When my daughter was young she loved the PBS show “Peg + Cat,” and if you’ve got a fan of that show in your house this activity will be even better, but it doesn’t matter if your kids don’t already know these characters to learn about fractions with pizza. 

There’s an episode of “Peg + Cat” where they are working in a pizza place and have to divide pies to put different kinds of toppings of different parts of the pie (there’s also an online game with the same concept, which I can’t believe still exists because my kiddo played it years ago). 

Inspired by the episode and a companion book, Nature Homeschool developed an activity for learning about fractions and entrepreneurship using pizza. They developed a pizza shop and used the printables and teaching guide from Teacher Vision to learn more about fractions using pizza as the foundation. Their post also has a pizza order form printable you can use when you role play a pizza shop. 

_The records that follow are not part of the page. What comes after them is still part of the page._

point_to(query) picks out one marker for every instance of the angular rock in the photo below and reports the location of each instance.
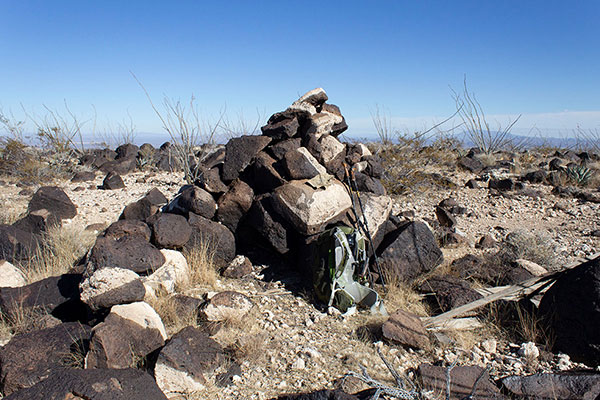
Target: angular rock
(57, 295)
(282, 125)
(406, 329)
(263, 218)
(226, 306)
(109, 384)
(83, 176)
(193, 199)
(462, 381)
(445, 218)
(471, 164)
(238, 268)
(113, 181)
(571, 309)
(279, 150)
(172, 274)
(107, 287)
(129, 331)
(449, 292)
(238, 154)
(170, 230)
(11, 276)
(265, 174)
(128, 227)
(55, 200)
(16, 244)
(129, 252)
(188, 362)
(554, 386)
(30, 357)
(217, 238)
(234, 204)
(141, 210)
(36, 222)
(310, 210)
(300, 164)
(409, 251)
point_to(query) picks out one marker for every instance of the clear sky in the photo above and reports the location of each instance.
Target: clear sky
(536, 58)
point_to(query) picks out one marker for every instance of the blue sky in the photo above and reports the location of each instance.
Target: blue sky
(536, 58)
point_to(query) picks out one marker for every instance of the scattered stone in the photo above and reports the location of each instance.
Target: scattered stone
(409, 251)
(554, 386)
(107, 287)
(129, 252)
(571, 308)
(112, 181)
(188, 362)
(11, 276)
(170, 230)
(238, 268)
(129, 332)
(226, 306)
(406, 329)
(113, 384)
(55, 200)
(172, 274)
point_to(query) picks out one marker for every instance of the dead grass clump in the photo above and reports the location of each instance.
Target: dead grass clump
(174, 318)
(201, 262)
(60, 248)
(400, 295)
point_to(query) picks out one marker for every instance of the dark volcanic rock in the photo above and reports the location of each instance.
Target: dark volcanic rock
(30, 357)
(58, 295)
(571, 308)
(234, 204)
(409, 251)
(171, 230)
(113, 181)
(93, 384)
(217, 237)
(129, 252)
(55, 200)
(127, 227)
(239, 152)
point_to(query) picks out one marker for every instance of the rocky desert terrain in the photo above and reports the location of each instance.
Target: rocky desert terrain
(201, 288)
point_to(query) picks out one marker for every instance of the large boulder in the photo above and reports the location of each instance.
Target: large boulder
(193, 199)
(93, 384)
(217, 238)
(409, 251)
(239, 152)
(170, 230)
(129, 332)
(57, 295)
(172, 274)
(129, 252)
(554, 386)
(300, 164)
(571, 309)
(234, 204)
(187, 362)
(30, 357)
(309, 210)
(11, 276)
(110, 286)
(55, 200)
(17, 244)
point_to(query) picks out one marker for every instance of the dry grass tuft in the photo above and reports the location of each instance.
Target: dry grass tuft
(401, 295)
(201, 261)
(61, 247)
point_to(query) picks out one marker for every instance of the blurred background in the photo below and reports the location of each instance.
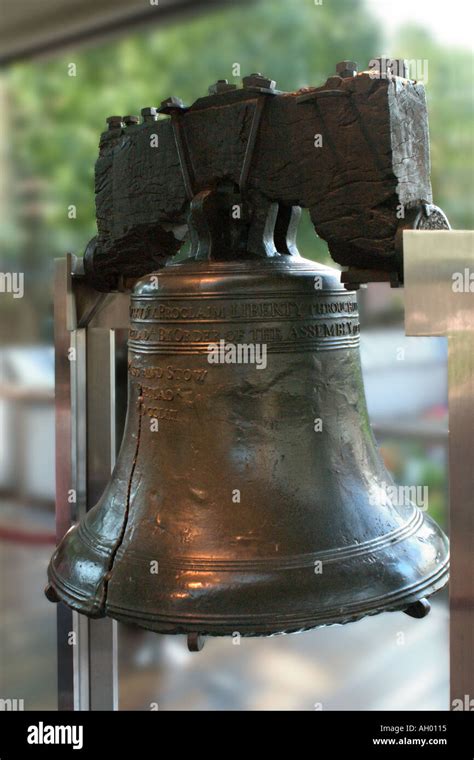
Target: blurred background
(127, 55)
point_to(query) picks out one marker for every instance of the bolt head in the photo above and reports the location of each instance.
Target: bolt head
(222, 85)
(130, 120)
(114, 122)
(346, 69)
(171, 104)
(149, 114)
(258, 80)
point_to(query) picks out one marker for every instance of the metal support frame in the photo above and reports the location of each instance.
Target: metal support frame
(89, 335)
(435, 262)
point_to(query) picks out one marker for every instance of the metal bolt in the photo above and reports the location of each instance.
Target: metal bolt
(149, 114)
(346, 69)
(114, 122)
(171, 104)
(130, 120)
(258, 80)
(222, 85)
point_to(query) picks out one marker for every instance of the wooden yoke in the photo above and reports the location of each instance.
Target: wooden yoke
(232, 171)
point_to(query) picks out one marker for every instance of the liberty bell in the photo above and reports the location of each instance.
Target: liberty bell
(248, 494)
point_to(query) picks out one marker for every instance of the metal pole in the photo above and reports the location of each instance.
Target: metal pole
(439, 301)
(86, 414)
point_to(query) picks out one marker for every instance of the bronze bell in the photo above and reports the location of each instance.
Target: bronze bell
(248, 494)
(247, 497)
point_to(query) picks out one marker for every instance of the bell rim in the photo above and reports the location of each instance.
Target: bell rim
(177, 624)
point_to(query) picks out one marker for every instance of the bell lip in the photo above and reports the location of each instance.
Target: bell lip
(266, 625)
(248, 274)
(79, 601)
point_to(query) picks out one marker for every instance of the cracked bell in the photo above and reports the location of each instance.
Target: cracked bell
(248, 495)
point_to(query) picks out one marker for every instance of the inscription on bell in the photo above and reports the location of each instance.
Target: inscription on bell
(244, 310)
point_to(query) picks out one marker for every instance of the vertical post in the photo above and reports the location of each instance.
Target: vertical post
(101, 447)
(439, 301)
(86, 417)
(63, 429)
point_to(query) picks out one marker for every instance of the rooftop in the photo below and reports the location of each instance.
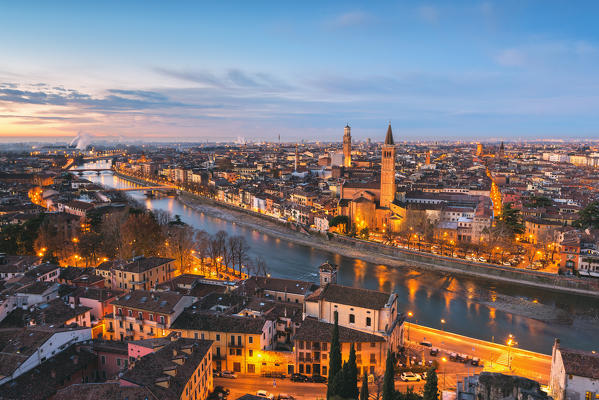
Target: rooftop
(358, 297)
(317, 331)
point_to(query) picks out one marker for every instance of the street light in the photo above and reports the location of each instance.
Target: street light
(444, 359)
(410, 315)
(510, 342)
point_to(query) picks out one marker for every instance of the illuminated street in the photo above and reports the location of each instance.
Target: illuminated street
(494, 356)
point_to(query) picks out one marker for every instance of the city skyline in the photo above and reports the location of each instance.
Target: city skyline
(469, 70)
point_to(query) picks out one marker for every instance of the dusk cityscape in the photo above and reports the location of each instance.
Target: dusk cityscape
(319, 200)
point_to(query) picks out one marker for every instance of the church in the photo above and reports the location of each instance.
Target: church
(371, 205)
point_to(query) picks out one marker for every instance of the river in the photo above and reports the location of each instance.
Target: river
(476, 308)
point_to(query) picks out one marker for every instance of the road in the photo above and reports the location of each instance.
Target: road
(448, 374)
(493, 355)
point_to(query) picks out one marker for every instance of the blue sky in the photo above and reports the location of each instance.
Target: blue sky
(222, 70)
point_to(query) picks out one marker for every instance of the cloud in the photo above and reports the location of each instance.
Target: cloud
(232, 80)
(350, 19)
(548, 54)
(429, 14)
(115, 99)
(511, 58)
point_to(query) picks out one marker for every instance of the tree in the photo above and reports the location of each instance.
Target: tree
(364, 388)
(349, 373)
(588, 217)
(431, 389)
(389, 379)
(180, 245)
(334, 358)
(340, 221)
(535, 201)
(238, 250)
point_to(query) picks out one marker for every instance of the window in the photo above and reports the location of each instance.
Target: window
(589, 396)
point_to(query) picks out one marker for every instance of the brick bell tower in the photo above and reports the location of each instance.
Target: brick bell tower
(347, 146)
(388, 170)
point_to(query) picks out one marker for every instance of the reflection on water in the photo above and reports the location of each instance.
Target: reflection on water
(429, 295)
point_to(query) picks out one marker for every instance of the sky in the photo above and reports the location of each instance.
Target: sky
(223, 70)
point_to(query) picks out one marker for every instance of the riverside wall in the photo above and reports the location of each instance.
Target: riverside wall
(399, 257)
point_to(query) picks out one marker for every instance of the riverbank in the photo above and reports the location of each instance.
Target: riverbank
(381, 254)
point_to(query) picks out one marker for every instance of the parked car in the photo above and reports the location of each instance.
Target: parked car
(285, 396)
(265, 394)
(318, 379)
(219, 393)
(409, 377)
(277, 375)
(299, 378)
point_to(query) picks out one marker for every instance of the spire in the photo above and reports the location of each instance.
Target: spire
(389, 138)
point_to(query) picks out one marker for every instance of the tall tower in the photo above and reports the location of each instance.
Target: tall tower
(347, 146)
(388, 170)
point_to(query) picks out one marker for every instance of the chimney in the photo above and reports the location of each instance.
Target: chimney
(163, 381)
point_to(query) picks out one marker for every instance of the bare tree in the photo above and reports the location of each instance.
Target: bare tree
(238, 249)
(180, 245)
(162, 217)
(217, 249)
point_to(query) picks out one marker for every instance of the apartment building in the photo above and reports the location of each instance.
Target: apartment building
(240, 343)
(312, 344)
(141, 273)
(145, 314)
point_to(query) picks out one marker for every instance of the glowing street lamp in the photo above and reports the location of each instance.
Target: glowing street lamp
(510, 342)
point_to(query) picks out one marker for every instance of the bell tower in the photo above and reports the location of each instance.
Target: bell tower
(388, 170)
(347, 146)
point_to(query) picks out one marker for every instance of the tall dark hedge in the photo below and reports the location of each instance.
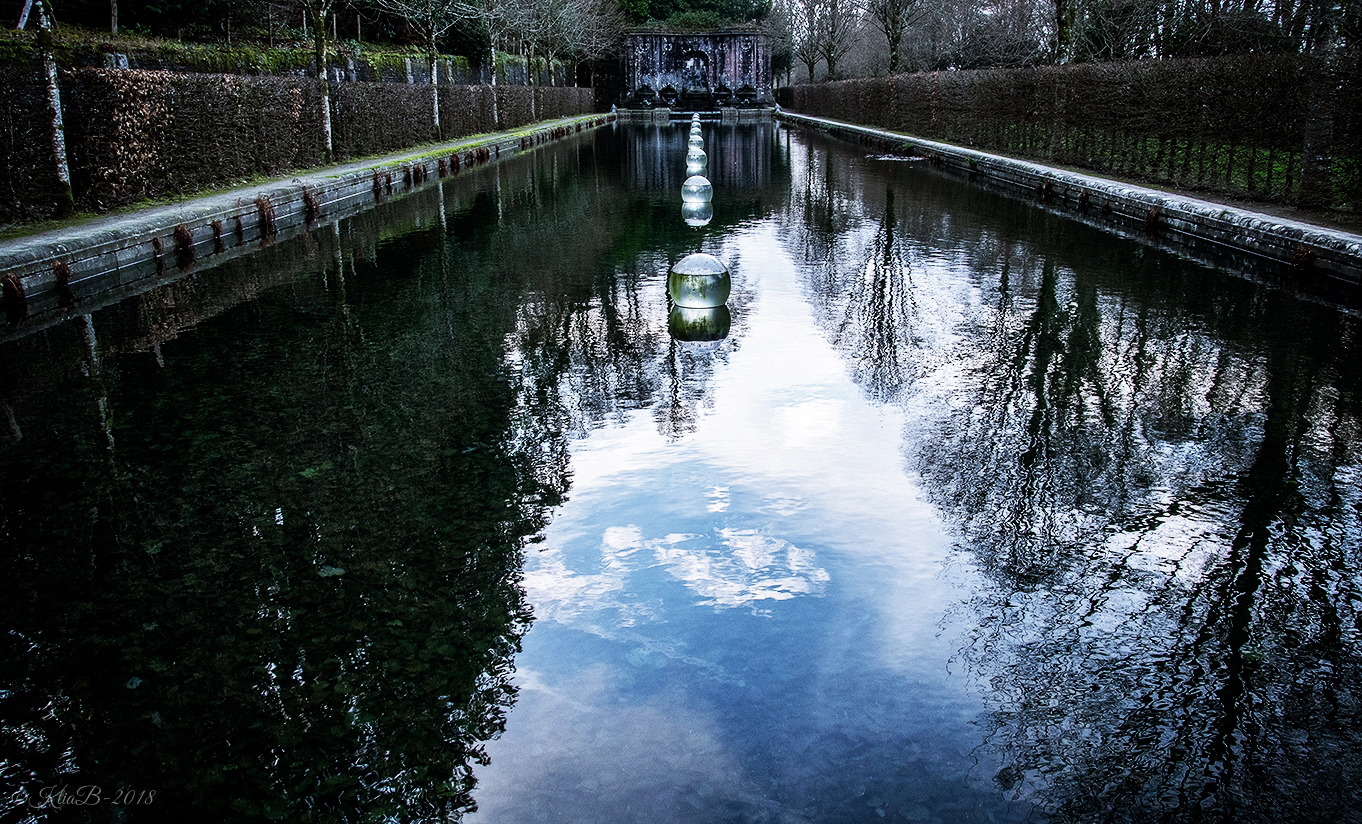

The Inspiration Edit also has some cute printable worksheets using a pizza to learn about fractions. And Life Over Cs has some fun printable pizza fraction activities, such as the printable fraction memory game shown here. 

If you want to increase the pretend play factor with this one, you can make a pizza and toppings out of paper, cardboard or felt. Or use a paper plate as your crust and simple shapes cut out of paper to be toppings. The pretend play pizza making kit from Glued to My Crafts uses an individual slice, but you could do the same thing with a whole pie’s worth of slices. 

Kids Craft Room has another fun pizza play food idea, this time using salt dough for the crust. The toppings are made out of felt so you can practice putting different toppings on a fraction of the pizza and learn as you play.